Quando vogamos num mar circular, é difícil estabelecer uma ordem absoluta. As posições são relativas, e se há quem se julgue à frente, é porque pode nem dar conta das voltas que tem de atraso. E a paisagem até pode ser semelhante, e quem vê para trás e para a frente, iludido pela curvatura, não vê ninguém à sua frente, e vai debitando marcas deixadas para reavivar um mapa inscrito na memória colectiva perdida. E podemos ir por esse trilho, já calcorreado, guiados por alguma ideia do que já fomos, mas saberemos que o nosso olhar não é o mesmo. E essa é uma grande diferença... se tivermos perdido a memória, será novo, e pouco interessa que nos digam que não é. O dejá vu é uma ideia de quem está a ver de novo, e ainda que já tenha visto... não é nenhuma repetição - serve a uma nova compreensão. Se a repetição não é notada é indiferente para si, e se é notada não é nenhuma repetição total, é apenas parcial (já que pelo menos a ideia de repetição será nova ao próprio).

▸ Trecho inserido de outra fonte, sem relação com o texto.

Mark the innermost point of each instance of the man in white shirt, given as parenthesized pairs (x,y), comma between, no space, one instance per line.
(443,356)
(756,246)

A nossa razão assenta sobre raízes que estabelecem um nexo causal, que do passado projecta um futuro, como uma árvore que encontra na terra a sua sustentação, mas emerge num futuro procurando uma fonte de luz. Sem sustentação sólida vogaria num vento de caos, onde seria tão provável uma realidade ou outra qualquer, por isso são as raízes comuns que nos prendem à mesma terra. Acabamos por estar entrelaçados numa malha complexa em que a fonte de luz é a própria estrutura que nos sustenta a existência diversificada... mais uma vez num misto de linearidade e circularidade, mas circularidade em espiral crescente, juntando sempre novas manifestações do já existente.
O caminho nesta estrutura não deixa de ser frágil, parecendo o voo errante de uma borboleta, sujeita a ser esmagada pelas rodas do tempo, de um passado e de um futuro que se unem no presente. Entram aqui dois aspectos, por um lado a estrutura física que se quer com raízes sólidas, e por outro lado a estrutura mental que se quer livre no voo.
Já referimos a citação de Alexander Pope sobre Sporus, "a butterfly on a wheel", mas também é de referir a menção a Santa Catarina de Alexandria, como "butterfly on a will", e é nesse quadro que trazemos duas canções separadas por algumas décadas, mas que parecem remeter para uma mesma mensagem.
The Mission - Butterfly on a Wheel
Katy Perry - Wide Awake
A bicicleta final de Katherine parece uma forma harmoniosa de conjugar rodas que antes serviram para esmagar borboletas.